Q. In your article about miscarriage, you wrote, “The Bible says life begins at conception (Psalm 139:13-14) and children under the age of understanding have eternal life (Romans 7:9).” I fail to understand how Romans 7:9 has anything to say about the age of children, or their understanding. Please explain.

A. The general context of Romans 7 is Paul’s claim that rather than save him, the Law exposed the extent of man’s sinfulness, condemning him to death. Being a Jew who was obviously alive at the time, he wrote, “For I was alive without the law once: but when the commandment came, sin revived, and I died” (Romans 7:9). (The word for “without” also means “apart from”.) Since he was physically alive he had to have been referring to spiritual, or eternal life. In Judaism children are not accountable under the Law, therefore their sins are not counted against them. They have eternal life.

When they reach the age of accountability, they become responsible for their sins. They acknowledge their accountability in a ceremony called bat mitzvah for girls, usually held at age 12, and bar mitzvah for boys age 13. This is what Paul meant by saying, “The commandment came, sin revived, and I died.” So as soon as Paul became old enough to be accountable for his sins, he was scheduled for death, already as good as dead.

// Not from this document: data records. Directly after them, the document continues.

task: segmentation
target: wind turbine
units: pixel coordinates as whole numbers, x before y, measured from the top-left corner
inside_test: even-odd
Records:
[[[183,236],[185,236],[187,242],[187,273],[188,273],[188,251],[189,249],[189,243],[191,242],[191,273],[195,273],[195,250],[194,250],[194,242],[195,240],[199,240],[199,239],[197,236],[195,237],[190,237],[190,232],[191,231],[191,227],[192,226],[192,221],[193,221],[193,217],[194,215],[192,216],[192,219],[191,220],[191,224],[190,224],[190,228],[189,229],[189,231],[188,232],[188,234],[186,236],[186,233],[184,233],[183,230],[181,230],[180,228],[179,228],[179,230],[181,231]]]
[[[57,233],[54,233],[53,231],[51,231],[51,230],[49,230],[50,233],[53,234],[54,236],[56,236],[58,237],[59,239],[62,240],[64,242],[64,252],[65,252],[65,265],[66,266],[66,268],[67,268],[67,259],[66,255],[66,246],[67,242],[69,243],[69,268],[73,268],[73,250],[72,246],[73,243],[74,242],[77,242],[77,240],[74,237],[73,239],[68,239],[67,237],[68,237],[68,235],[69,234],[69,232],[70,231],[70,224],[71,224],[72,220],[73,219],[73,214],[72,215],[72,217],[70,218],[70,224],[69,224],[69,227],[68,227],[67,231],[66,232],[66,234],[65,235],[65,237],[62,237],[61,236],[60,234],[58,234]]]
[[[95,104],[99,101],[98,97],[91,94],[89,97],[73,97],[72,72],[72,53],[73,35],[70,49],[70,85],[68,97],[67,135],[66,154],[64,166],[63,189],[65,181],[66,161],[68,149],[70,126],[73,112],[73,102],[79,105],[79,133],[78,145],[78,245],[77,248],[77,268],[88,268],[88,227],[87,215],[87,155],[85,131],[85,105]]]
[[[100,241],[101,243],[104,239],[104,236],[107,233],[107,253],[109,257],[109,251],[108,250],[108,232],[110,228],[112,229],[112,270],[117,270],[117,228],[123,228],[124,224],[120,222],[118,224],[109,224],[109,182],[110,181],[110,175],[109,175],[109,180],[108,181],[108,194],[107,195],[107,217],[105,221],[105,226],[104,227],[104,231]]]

No official written references to the method for conducting bar or bat mitzvah ceremonies existed during Paul’s time. But the practice was obviously well known enough that Paul could expect even his gentile readers to understand what he was talking about. Since Paul was adamantly opposed to following tradition for its own sake, he must have known that belief in an age of accountability was legitimate from God’s perspective.

The age at which a child becomes accountable has to do more with attaining the intellectual ability to understand the sin/ salvation issue than reaching a certain age and that’s why it’s not specified in the Bible.